The Pharisaic movement derived from a conflict between rural and urban Jews, a conflict that appears in all advanced civilizations. The differences between the Sadducees and the Pharisees regarding the oral tradition, resurrection, angelology, and providence arose not from academic and theological conflicts but from social and economic factors—conflicts between patricians and plebeians that date back to the time of Samuel. Samuel represented the plebeians, while Saul, betraying the rural classes to which he belonged, joined the patricians. The opposed aspirations of the patricians and the plebeians eventually crystallized into the parties of the Sadducees and the Pharisees. The messages of the prophets show them as representatives of peasants’ rights which were being exploited by the patricians of Jerusalem. The Pharisees continued this prophetic strain especially in Jeremiah and 2 Isaiah but now directed it toward the urban plebeians. Proclaiming freedom to all in the cities, they were asserting, as certain prophets had asserted, equality for all social classes. The Pharisees were unique as a religious group because they achieved great influence without sacrificing their individuality or compromising their principles.

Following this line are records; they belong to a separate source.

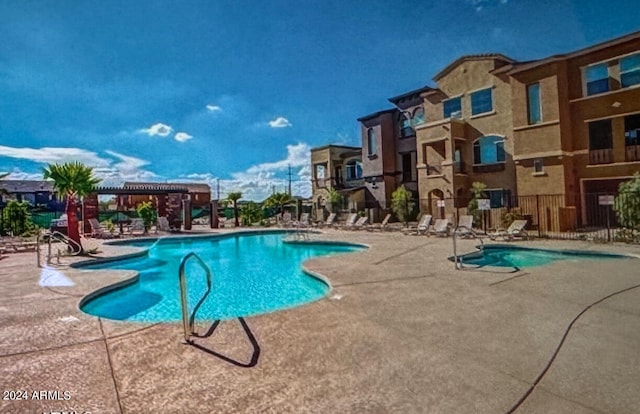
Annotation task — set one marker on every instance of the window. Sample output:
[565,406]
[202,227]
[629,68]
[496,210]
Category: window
[452,108]
[630,70]
[597,78]
[632,130]
[418,116]
[354,170]
[408,162]
[371,141]
[499,198]
[534,107]
[488,150]
[405,126]
[538,165]
[600,135]
[481,101]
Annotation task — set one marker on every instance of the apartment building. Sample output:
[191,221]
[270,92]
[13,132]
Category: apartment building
[338,167]
[467,135]
[576,123]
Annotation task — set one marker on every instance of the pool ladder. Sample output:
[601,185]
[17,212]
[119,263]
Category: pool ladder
[457,261]
[188,319]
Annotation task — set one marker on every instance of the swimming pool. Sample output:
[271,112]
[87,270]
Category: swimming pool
[251,274]
[521,257]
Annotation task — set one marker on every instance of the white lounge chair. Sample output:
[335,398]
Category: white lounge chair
[440,228]
[423,225]
[465,226]
[360,223]
[516,229]
[380,226]
[351,220]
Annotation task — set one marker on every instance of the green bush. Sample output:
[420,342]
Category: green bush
[147,213]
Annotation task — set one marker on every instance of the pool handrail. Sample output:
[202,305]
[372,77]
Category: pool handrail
[188,320]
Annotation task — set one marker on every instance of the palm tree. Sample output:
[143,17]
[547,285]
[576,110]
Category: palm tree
[71,180]
[234,197]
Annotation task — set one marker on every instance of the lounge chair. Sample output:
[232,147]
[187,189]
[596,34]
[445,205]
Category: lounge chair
[99,231]
[360,223]
[136,228]
[465,226]
[351,220]
[422,227]
[440,228]
[328,222]
[516,229]
[380,226]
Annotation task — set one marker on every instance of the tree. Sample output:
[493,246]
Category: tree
[147,213]
[251,213]
[71,180]
[333,199]
[627,203]
[234,197]
[278,200]
[402,204]
[477,192]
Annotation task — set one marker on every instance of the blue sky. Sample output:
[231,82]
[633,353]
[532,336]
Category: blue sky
[240,90]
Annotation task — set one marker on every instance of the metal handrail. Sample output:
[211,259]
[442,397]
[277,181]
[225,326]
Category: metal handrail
[56,235]
[188,320]
[455,250]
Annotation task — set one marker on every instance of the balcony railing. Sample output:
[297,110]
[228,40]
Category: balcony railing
[434,169]
[632,153]
[602,156]
[459,167]
[407,132]
[500,166]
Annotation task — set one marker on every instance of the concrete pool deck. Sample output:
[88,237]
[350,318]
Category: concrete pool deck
[401,332]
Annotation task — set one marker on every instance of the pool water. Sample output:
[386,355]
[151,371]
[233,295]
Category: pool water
[251,274]
[521,257]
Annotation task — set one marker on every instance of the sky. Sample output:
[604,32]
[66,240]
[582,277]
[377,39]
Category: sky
[238,92]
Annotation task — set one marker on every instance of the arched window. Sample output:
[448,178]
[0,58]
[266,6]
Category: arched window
[371,141]
[354,170]
[488,150]
[418,116]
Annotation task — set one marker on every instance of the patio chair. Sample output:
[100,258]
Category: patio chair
[328,222]
[136,228]
[360,223]
[440,228]
[465,226]
[516,229]
[351,220]
[380,226]
[99,231]
[422,227]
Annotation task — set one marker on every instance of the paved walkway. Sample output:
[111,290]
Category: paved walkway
[401,332]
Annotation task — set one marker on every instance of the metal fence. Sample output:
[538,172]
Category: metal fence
[554,216]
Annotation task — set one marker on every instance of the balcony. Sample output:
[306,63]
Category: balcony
[482,168]
[433,169]
[459,167]
[601,156]
[407,132]
[632,153]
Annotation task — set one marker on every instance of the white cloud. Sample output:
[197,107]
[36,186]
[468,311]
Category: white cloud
[54,155]
[280,122]
[159,129]
[182,137]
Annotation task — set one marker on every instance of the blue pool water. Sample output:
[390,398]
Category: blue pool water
[252,274]
[521,257]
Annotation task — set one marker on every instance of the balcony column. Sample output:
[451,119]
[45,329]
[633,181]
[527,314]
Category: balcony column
[617,132]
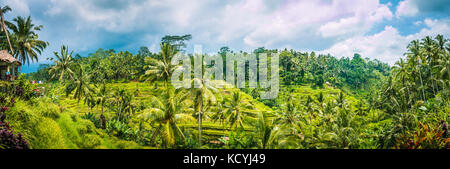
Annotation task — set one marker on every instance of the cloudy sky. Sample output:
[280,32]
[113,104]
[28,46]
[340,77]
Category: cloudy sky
[377,29]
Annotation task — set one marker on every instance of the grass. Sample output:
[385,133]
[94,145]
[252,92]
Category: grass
[74,132]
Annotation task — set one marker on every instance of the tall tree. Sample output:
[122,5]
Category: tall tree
[167,112]
[25,39]
[161,68]
[3,27]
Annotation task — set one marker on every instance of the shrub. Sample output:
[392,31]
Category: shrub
[9,140]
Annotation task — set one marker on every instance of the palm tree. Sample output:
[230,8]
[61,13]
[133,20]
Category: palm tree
[102,96]
[203,93]
[25,40]
[123,104]
[3,27]
[237,109]
[167,113]
[288,129]
[63,65]
[161,68]
[81,84]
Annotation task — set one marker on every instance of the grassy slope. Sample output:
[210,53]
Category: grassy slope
[70,131]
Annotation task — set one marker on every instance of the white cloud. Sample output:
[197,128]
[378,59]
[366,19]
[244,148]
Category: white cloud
[20,8]
[406,8]
[359,23]
[388,45]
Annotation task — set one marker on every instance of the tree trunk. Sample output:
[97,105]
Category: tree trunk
[199,129]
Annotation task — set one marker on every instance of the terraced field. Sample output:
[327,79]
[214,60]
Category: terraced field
[210,129]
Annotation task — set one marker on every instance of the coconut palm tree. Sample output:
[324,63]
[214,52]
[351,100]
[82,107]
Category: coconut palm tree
[237,110]
[167,112]
[3,27]
[81,84]
[203,94]
[63,65]
[161,69]
[288,130]
[25,40]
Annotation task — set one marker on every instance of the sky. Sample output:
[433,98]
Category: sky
[376,29]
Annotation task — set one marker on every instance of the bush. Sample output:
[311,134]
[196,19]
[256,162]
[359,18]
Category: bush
[9,140]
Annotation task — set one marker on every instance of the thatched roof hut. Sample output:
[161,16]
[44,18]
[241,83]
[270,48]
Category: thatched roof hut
[8,64]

Although the Pharisees themselves limited their concerns to Israel alone, they ultimately became mentors to all humankind through their role as a determinative force in the formation of Christianity and Islam. The ideas that Paul and his fellow apostles carried to the world came from Pharisaism. The Pharisaic influence on Islam is seen as even more important. Despite the low ebb of Judaism in the seventh century c.e., there was sufficient energy left in ancient Pharisaism to kindle the spirit of the Prophet Muḥammad (c. 570-632 c.e.), and so transform ignorant idolators into ardent monotheists. Pharisaism was successful not because of its promise but because of its fulfillment of redemption from urban enslavement. Pharisaism was prophecy in action.



Further Reading

  • Neusner, Jacob. The Rabbinic Traditions About the Pharisees Before 70. Boston: E. J. Brill, 1997. A meticulous compilation of literary references within rabbinic literature.
  • Saldarini, Anthony J. Pharisees, Scribes, and Saducees in Palestinian Society: A Sociological Approach. Grand Rapids, Mich.: William B. Eerdmans, 2001. An insightful study of the role of Pharisees and Saducees in their society and their relation to other religious movements of the time. Includes indexes and a glossary of sociological terms.
  • Stemberger, Günter. Jewish Contemporaries of Jesus: Pharisees, Saducees, and Essenes. Minneapolis, Minn. Fortress Press, 1995. Discusses the religious climate in Israel around the turn of the first millennium c.e., first discussing the literary sources and then establishing the teachings and history of the Pharisees and Saducees.